HOW CAN PARENTS’ GENEROSITY TOWARD THEIR CHILDREN CAN HURT THEIR RETIREMENT?
There was a great article in Barron’s this past week that highlighted the many ways parents can put their retirement at risk by prioritizing their children financially. In a 2018 Bank of America Merrill Lynch and Age Wave survey, nearly 3 in 4 of parents put their kids needs ahead of their own retirement. The same survey found nearly 80% of parents give some financial support to their adult children – those in college or beyond.
What is more, the sum of that assistance comes to a whopping $500 billion annually, double the amount that parents contribute to retirement accounts every year! Considering how many Americans are already behind when it comes to saving for their golden years, I wanted to discuss some ways parents can strike a healthy balance between their own future and that of their children.
WOW! PARENTS ARE GIVING TWICE AS MUCH MONEY TO THEIR ADULT KIDS AS THEY ARE CONTRIBUTING TO THEIR RETIREMENT. WHAT IS DRIVING THIS TREND?
Educational costs are the key contributor. According to the article, four-year private college education costs nearly $48,500 a year, twice the amount it cost in the 1980s. Many parents want to help their kids avoid student loans, and so they forego contributions to their retirement fund. Indeed, T. Rowe Price survey found 70 percent said they would be willing to delay retirement to pay for their children’s education. Worse, many parents are taking on debt to pay for their kid’s college bills. According to Federal Reserve data, between 2001 and 2016 education debt increased six-fold, and families headed by someone age 40 or older represented that largest increase.
HOW CAN PARENTS HELP WITH RISING EDUCATIONAL COSTS AND PROTECT THEIR OWN FINANCES?
The first thing to do is plan ahead if possible. Ideally, you want to be contributing to your retirement accounts and a 529 college-savings plan for your child while they are growing up. 529 plans are investment accounts sponsored by states that are tax-free as long as the money is used for education expenses.
You need to apply for financial aid by filling out the FAFSA (Free Application for Federal Student Aid) form, along with any forms required by your child’s college. Students need to pursue scholarship opportunities. Each year, an estimated $46 billion in grants and scholarship money is awarded by the U.S. Department of Education and the nation’s colleges and universities. But remember, you should not be taking out loans or cashing out your retirement account to pay for college. Your child can take out loans for college, you cannot take out loans for retirement.
WHAT ARE THE OTHER DRIVERS OF PARENTAL GIVING?
A large number of would-be empty-nesters that are not paying for their children’s education find their chicks return home. Oftentimes, this means parents end up shelling out for their grown child’s room and board. Others subsidize rent, insurance or other bills. And while some assistance to get your children on their feet after college is fine, it is not uncommon for temporary assistance to morph into a pattern that lasts for years.
AS PARENTS, WHAT SHOULD WE KEEP IN MIND TO PROTECT OUR FUTURE?

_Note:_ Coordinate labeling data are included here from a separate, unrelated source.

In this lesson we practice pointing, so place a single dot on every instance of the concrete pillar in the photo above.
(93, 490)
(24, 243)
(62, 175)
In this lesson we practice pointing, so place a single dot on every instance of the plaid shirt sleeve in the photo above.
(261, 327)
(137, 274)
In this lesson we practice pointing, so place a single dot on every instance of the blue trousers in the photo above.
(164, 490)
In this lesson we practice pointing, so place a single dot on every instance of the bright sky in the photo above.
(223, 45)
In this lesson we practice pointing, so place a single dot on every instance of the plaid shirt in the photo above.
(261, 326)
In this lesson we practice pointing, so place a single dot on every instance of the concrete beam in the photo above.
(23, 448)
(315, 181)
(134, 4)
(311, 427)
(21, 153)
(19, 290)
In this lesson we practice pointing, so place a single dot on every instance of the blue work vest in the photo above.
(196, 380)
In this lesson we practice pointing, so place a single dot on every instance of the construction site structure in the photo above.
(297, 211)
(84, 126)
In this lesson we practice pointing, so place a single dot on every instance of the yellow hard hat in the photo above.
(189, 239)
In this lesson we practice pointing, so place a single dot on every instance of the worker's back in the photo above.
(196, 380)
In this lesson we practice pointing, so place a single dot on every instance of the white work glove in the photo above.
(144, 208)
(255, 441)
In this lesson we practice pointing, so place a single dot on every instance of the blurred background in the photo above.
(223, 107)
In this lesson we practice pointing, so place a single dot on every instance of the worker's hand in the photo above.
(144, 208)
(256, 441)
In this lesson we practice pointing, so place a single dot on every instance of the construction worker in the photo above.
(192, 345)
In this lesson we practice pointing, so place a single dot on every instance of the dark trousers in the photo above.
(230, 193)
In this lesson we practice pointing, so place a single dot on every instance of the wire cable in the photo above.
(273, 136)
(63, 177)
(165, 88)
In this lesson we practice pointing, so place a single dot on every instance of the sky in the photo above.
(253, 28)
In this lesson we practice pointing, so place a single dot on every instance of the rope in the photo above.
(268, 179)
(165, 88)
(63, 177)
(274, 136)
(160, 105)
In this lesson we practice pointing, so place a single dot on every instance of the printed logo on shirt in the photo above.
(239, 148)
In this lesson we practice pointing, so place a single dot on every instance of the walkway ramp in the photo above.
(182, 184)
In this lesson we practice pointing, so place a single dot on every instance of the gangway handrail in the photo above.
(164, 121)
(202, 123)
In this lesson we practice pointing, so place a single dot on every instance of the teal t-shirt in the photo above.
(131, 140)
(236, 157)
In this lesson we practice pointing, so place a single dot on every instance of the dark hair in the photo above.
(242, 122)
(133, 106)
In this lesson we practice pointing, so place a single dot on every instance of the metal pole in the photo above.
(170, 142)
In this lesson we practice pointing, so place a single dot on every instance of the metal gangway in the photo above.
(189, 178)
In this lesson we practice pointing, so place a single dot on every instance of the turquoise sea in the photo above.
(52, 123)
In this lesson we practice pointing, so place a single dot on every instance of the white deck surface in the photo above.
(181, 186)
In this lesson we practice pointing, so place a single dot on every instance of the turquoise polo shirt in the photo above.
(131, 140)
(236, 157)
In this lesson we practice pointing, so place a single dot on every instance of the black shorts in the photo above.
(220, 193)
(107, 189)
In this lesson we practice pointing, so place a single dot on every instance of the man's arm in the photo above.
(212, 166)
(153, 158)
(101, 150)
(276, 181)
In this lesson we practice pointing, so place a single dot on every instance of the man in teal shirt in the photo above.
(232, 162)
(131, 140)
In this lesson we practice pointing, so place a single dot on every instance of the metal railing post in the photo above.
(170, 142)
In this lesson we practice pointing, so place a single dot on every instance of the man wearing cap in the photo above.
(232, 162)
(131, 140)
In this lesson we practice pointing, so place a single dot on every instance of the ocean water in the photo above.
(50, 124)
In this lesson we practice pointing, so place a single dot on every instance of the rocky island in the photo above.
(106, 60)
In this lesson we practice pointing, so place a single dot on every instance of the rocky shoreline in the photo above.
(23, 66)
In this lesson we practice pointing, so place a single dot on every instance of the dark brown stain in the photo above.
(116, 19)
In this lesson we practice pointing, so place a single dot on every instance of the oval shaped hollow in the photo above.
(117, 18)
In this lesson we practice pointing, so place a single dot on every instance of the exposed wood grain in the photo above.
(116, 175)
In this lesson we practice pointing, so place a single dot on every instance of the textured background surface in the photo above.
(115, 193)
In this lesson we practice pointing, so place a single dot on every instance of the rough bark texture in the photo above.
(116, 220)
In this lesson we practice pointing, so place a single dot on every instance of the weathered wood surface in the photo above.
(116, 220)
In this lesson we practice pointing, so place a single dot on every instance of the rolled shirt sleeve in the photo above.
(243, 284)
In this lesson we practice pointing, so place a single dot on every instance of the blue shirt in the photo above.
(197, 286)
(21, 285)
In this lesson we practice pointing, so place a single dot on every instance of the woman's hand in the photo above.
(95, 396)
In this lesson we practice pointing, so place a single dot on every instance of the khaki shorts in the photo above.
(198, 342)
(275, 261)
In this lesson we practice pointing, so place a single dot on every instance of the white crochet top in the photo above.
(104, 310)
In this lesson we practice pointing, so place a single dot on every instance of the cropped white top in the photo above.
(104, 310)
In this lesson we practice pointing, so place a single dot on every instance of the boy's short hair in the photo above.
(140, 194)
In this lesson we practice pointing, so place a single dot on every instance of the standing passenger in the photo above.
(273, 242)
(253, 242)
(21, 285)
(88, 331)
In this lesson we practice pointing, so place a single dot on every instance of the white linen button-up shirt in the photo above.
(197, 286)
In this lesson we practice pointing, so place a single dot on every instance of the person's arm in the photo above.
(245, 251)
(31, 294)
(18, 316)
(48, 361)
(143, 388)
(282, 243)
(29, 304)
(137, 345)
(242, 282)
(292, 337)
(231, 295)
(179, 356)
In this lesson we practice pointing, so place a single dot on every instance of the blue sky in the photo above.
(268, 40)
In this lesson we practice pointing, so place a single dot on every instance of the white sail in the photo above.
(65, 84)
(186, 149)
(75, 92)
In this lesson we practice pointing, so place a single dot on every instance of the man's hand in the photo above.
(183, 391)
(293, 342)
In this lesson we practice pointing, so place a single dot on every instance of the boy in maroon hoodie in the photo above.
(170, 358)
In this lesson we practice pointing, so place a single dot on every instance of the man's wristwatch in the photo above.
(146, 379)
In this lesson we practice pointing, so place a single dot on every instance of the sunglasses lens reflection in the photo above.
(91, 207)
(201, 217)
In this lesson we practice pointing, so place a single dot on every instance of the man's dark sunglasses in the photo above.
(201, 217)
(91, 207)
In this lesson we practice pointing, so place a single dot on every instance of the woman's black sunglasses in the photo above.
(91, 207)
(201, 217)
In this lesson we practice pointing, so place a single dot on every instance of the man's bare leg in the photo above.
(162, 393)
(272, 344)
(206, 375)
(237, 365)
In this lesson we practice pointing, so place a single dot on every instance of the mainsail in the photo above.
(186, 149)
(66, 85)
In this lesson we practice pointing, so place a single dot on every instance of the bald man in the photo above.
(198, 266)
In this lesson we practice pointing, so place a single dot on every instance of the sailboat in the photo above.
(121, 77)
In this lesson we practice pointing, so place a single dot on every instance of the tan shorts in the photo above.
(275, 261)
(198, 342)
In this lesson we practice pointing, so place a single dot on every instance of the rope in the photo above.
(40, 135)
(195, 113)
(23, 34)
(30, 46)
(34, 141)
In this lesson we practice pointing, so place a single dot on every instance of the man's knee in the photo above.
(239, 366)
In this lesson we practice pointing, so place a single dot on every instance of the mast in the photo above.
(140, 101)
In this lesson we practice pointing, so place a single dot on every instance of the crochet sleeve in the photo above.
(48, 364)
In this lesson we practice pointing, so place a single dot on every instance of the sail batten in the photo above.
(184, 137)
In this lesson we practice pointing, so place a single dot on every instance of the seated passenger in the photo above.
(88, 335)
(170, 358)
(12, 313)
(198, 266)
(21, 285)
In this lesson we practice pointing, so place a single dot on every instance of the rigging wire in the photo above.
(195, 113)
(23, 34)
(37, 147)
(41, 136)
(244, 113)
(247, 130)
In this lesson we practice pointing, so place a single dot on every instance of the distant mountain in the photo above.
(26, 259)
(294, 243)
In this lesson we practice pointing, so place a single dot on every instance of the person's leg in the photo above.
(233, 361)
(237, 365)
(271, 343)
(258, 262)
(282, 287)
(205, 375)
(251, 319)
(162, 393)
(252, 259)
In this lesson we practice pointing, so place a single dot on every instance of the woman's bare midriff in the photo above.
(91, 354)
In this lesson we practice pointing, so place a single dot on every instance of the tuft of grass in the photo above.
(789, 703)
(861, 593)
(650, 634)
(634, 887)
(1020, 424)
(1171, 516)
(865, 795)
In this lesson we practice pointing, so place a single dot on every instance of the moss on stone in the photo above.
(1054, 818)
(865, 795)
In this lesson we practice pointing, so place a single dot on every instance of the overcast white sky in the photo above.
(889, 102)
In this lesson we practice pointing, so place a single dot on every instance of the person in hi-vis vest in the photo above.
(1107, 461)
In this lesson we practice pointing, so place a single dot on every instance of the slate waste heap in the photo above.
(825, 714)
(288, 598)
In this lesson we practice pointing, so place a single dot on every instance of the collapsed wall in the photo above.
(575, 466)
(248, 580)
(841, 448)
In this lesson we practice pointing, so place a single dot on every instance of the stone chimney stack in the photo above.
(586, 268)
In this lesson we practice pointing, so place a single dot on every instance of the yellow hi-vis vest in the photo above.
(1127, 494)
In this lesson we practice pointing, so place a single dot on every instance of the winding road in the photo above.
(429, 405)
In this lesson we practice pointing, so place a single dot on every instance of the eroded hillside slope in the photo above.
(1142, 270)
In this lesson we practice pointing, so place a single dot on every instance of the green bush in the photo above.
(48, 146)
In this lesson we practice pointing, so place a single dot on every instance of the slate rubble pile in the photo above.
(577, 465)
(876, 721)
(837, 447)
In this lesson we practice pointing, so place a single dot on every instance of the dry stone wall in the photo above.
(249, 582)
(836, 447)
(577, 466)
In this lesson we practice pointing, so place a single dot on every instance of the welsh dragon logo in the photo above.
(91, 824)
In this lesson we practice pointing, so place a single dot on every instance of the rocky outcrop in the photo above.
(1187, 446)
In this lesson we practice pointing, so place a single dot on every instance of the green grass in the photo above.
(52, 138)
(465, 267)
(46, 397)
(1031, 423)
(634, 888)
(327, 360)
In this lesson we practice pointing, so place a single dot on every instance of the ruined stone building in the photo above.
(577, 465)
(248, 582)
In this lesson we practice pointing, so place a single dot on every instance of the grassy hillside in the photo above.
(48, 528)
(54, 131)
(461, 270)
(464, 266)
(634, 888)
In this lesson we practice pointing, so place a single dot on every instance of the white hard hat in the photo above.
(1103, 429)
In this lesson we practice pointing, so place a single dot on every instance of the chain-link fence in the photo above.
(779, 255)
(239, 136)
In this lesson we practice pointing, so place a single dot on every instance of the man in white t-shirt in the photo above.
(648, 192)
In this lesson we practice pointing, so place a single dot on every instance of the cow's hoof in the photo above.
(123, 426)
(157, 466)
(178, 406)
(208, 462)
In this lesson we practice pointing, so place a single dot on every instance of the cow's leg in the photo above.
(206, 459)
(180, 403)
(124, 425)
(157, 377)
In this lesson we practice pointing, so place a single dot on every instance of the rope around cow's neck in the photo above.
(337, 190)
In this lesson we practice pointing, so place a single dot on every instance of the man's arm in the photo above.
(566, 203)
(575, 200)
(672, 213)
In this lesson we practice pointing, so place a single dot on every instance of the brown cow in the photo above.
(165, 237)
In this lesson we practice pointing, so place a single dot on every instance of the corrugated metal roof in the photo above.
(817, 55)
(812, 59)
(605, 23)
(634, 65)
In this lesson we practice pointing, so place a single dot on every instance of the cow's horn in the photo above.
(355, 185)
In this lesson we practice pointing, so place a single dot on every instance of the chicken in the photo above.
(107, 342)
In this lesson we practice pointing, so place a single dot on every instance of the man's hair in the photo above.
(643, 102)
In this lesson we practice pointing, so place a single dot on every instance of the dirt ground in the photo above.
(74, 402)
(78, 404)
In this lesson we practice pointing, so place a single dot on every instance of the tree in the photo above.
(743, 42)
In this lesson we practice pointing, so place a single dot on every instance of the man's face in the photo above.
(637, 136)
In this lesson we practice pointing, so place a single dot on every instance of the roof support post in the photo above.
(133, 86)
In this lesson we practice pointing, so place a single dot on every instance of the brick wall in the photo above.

There are a few things to consider. First, you do not want to encourage dependency. No parent does it intentionally, but grown children can come to expect it, assuming there is more where that came from. You are not doing your kids a service by sacrificing your finances for them.
Second, do not be afraid to have The Talk. If you need to focus on your own finances and retirement, share that with your child. Let them know that you were happy to help while you could. And to that point, a little tough love can go a long way.
Finally, remember the safety drill on airplanes: put on your own oxygen mask before helping your children. Remember that your finances are very similar. At the end of the day, you can only be financially helpful to your children if you are stable yourself.